Thursday, April 5, 2012

What Will Happen If You Don't File Your Past Due Return or Contact the IRS

It's important to understand the ramifications of not filing a past due return and the steps that the IRS will take. Taxpayers who don't file a past due return or contact the IRS are subject to the following:

  • Penalties and Interest will be assessed and will increase the amount of tax due.
  • The IRS will file a substitute return for you. But this return is based only on information the IRS has from other sources. Thus, if the IRS prepares this substitute return, it will not include any additional exemptions or expenses you may be entitled to and may overstate your real tax liability.
  • Once the tax is assessed the IRS will start the collection process, which can include placing a levy on wages or bank accounts or filing a federal tax lien against your property.
  • Even if the IRS has already filed a substitute return, it still makes sense for you to file your own return to make sure you take advantage of all the exemptions, credits, and deductions you are allowed. The IRS will generally adjust your account to reflect the correct figures.

If your issues are not addressed on this site, you can call the IRS toll-free at 1-800-829-1040, or visit tax topics.

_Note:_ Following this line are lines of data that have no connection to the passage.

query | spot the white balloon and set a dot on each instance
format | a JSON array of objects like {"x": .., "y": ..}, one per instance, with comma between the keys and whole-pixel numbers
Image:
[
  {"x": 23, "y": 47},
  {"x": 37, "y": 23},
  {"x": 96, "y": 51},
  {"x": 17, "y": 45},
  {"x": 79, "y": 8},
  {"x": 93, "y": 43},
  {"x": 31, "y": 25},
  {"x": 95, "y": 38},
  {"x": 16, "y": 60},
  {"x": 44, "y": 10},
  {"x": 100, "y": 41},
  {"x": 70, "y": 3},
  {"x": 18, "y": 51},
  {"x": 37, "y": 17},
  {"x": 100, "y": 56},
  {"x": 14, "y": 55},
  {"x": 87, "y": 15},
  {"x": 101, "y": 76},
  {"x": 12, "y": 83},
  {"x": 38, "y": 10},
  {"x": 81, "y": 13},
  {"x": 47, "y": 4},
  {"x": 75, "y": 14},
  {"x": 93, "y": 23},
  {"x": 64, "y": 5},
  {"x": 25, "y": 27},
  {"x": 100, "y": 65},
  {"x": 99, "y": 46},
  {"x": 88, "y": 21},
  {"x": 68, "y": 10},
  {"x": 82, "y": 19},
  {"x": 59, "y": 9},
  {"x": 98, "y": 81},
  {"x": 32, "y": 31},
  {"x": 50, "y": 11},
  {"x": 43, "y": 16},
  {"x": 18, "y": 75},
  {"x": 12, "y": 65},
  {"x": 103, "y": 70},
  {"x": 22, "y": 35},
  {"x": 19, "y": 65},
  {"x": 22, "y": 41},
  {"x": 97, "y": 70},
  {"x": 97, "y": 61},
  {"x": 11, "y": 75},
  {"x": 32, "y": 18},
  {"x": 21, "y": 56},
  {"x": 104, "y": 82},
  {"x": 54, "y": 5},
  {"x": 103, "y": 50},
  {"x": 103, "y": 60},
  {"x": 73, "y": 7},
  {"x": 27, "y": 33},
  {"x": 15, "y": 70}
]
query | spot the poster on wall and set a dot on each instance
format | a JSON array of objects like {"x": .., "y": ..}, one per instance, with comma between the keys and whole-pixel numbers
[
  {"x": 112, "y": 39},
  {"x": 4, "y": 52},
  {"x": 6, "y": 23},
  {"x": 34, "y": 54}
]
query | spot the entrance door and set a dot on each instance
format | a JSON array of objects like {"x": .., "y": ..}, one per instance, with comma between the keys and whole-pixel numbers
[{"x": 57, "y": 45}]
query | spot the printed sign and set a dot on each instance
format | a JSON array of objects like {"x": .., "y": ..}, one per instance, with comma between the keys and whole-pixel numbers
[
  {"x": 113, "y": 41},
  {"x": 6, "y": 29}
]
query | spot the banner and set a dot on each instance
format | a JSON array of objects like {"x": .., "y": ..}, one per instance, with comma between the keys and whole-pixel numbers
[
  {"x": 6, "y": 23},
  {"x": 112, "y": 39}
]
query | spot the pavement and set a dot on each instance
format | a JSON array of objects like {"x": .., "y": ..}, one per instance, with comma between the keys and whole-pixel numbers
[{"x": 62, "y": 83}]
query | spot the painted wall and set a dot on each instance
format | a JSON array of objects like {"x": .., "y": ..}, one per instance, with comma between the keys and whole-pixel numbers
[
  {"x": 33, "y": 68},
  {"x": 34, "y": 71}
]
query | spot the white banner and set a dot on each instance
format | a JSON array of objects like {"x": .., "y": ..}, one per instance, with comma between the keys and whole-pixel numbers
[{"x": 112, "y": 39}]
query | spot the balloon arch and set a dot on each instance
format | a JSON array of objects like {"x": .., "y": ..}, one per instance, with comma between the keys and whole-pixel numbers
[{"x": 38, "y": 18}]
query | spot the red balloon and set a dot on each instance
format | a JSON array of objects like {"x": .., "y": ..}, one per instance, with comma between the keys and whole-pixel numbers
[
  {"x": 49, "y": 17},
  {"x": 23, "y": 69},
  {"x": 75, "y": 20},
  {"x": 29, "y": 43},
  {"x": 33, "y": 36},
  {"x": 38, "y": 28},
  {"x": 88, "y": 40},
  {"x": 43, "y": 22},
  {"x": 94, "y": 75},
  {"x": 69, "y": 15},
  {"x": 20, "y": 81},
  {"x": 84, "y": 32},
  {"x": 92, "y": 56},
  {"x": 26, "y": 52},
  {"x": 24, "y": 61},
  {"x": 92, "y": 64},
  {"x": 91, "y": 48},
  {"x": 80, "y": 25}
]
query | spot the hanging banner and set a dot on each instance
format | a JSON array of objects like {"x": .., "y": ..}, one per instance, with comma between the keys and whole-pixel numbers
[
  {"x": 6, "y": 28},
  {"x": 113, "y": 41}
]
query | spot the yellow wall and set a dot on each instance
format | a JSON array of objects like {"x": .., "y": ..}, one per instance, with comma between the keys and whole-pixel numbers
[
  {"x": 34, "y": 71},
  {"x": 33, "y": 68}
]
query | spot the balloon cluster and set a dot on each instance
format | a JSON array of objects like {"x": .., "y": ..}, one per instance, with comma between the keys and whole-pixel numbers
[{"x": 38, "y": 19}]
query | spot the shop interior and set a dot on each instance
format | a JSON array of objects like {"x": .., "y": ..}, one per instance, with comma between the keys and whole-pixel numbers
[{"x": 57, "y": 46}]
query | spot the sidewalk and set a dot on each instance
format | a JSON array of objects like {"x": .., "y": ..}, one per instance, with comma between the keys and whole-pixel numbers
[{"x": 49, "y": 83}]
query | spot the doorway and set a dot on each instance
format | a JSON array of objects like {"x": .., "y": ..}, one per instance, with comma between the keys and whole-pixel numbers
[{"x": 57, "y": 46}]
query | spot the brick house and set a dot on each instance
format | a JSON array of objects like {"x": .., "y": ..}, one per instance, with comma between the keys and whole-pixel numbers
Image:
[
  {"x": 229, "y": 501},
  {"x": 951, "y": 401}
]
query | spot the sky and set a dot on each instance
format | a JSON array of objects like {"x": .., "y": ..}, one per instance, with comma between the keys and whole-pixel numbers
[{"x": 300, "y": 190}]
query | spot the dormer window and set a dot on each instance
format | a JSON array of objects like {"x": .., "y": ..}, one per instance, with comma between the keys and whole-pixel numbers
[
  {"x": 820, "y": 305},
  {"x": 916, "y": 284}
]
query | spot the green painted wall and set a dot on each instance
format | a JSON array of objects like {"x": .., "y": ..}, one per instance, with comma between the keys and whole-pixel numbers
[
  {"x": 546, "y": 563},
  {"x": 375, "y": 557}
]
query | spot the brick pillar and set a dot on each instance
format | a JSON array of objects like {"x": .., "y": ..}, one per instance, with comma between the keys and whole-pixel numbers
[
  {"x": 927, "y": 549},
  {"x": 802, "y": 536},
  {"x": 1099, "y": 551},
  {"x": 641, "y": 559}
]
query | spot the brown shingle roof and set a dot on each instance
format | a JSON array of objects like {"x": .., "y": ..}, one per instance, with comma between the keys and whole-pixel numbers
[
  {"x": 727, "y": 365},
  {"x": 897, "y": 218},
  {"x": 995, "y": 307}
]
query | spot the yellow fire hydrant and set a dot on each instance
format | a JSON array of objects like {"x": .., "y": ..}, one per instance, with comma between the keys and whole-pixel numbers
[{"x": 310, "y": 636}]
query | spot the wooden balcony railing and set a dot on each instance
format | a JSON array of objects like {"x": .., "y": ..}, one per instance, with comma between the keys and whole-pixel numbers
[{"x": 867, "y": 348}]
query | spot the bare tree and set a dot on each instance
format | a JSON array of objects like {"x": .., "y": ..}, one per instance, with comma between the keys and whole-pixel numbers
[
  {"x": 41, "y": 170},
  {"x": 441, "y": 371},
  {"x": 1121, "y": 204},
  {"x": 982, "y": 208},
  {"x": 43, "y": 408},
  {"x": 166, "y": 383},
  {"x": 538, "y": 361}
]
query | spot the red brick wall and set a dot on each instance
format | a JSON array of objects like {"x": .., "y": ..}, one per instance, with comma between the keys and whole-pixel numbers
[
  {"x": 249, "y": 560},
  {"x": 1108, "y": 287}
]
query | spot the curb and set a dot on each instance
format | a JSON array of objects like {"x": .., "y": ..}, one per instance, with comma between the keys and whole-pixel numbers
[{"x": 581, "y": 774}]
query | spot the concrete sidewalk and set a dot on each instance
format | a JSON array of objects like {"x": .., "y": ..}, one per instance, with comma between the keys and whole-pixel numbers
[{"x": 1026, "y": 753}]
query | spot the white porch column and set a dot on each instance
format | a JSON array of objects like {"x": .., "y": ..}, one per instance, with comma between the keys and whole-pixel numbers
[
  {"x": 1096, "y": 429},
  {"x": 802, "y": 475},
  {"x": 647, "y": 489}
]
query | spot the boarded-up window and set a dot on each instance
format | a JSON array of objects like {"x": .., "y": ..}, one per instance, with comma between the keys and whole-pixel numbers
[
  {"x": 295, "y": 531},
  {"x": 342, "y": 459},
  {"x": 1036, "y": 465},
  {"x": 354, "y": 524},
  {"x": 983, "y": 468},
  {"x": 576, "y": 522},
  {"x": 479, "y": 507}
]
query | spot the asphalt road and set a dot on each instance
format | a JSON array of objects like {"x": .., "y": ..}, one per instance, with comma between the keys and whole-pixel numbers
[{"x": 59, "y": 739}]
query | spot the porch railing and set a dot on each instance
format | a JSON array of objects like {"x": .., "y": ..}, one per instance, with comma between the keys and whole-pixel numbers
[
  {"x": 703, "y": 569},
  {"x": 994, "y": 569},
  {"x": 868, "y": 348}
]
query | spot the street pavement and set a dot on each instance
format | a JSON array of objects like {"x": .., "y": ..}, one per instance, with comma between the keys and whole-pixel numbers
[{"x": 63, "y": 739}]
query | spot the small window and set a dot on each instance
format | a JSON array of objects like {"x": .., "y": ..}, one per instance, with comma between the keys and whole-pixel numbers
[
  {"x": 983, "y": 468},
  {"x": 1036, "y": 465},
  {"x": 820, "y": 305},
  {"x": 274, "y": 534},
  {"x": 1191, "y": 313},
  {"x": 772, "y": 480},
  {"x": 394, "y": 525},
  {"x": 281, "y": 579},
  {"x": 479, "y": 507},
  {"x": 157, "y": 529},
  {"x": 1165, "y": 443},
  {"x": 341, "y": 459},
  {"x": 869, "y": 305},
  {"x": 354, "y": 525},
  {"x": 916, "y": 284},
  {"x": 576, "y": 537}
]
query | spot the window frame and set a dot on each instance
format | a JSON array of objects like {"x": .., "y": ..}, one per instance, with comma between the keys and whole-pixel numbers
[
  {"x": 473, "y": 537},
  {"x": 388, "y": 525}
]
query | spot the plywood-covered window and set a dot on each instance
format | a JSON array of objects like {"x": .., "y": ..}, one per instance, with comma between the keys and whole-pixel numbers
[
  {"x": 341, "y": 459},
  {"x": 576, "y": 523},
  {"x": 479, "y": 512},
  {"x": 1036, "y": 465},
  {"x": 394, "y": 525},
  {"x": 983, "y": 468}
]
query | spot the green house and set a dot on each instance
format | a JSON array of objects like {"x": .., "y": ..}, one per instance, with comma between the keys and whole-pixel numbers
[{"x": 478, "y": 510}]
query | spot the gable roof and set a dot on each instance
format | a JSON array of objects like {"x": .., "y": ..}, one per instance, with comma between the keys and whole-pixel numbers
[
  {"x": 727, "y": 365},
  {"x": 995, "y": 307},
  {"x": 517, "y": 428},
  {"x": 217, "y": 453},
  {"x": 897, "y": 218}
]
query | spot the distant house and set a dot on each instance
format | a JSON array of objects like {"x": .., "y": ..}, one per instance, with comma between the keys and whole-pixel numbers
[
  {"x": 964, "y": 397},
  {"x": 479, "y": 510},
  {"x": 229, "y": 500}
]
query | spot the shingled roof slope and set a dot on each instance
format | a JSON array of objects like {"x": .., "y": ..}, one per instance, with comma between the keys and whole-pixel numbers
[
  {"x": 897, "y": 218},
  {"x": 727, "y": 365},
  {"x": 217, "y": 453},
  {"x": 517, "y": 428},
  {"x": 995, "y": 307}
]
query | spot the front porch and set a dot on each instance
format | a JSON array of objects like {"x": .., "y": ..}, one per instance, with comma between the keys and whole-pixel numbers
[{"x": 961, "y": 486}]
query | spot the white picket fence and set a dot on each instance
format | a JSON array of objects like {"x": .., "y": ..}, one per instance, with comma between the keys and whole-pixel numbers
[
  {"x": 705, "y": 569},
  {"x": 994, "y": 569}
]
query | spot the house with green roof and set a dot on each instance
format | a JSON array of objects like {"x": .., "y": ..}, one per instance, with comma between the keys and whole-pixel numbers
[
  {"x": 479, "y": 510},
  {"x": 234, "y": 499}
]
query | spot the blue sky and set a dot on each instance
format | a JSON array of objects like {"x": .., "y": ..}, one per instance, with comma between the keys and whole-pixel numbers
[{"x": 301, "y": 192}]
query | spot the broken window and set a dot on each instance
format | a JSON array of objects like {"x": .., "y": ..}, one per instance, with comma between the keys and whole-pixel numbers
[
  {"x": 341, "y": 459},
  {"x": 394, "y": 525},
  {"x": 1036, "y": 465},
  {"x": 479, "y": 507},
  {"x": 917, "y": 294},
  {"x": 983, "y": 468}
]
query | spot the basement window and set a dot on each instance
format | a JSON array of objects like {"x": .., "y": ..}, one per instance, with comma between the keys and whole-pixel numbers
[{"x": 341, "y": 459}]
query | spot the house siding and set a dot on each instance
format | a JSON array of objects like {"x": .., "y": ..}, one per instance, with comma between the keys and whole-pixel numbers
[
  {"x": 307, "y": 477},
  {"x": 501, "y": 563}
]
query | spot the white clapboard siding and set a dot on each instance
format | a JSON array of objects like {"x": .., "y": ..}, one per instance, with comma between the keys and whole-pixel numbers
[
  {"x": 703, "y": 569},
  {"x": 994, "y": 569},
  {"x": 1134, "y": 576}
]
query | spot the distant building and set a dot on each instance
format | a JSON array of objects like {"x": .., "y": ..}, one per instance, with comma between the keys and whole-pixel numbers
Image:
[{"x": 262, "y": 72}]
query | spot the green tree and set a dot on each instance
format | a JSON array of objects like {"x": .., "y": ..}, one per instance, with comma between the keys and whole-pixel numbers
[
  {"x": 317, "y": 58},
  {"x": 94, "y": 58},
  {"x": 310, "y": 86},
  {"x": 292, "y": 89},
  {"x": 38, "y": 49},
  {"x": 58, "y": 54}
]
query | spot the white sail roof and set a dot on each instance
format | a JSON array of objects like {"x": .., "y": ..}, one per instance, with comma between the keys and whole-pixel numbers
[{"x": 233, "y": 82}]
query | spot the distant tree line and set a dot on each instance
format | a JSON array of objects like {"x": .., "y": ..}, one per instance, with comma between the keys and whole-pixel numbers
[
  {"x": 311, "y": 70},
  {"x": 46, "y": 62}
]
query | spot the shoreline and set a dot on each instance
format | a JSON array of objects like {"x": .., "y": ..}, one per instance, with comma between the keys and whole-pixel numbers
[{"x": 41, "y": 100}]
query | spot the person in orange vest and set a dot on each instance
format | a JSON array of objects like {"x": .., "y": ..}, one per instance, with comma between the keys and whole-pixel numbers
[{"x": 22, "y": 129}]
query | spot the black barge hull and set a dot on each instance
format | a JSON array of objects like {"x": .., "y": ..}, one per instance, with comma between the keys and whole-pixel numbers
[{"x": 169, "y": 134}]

What if I missed the April filing deadline?

If you're expecting a tax refund, there's no need to panic. You don't even need to file an extension.

2011 tax returns that are due a refund are given until April 15, 2015 (October 15, 2015 with an extension) to be filed with the IRS before the statute of limitations on the refund runs out. If you don't file by then, the U.S. Treasury simply keeps your "donation."

However, if you owe additional taxes, there is no statute of limitations. For this reason, try to file your income tax return as soon as you can. The longer you wait, the more interest and penalties are assessed on top of the money you already owe.

What to Do if You Can't Pay Your Federal or State Income Taxes

If you can't pay an unexpectedly large tax bill by the filing deadline, the IRS (and many states) will let you sign up for an installment plan. With an installment plan, you can pay off your taxes through regular payments, often via payroll deduction or by regularly scheduled debits from your bank account. File your return in a timely manner to minimize any additional penalties.

However, before requesting an installment agreement, you should consider other less costly alternatives, such as getting a bank loan or using available credit on a credit card. This is especially true if the interest and penalties imposed by the IRS would be more than the interest on your credit card or a bank loan.

Please note that installment plans do not waive additional costs associated with late tax payments, including:

  • Interest on the remaining balance due;
  • Late payment penalties and/or late filing penalties;
  • Accumulated interest on unpaid late payment or late filing penalties.

Nevertheless, for some taxpayers, installment plans are a convenient way – sometimes the only way – to pay off overdue taxes.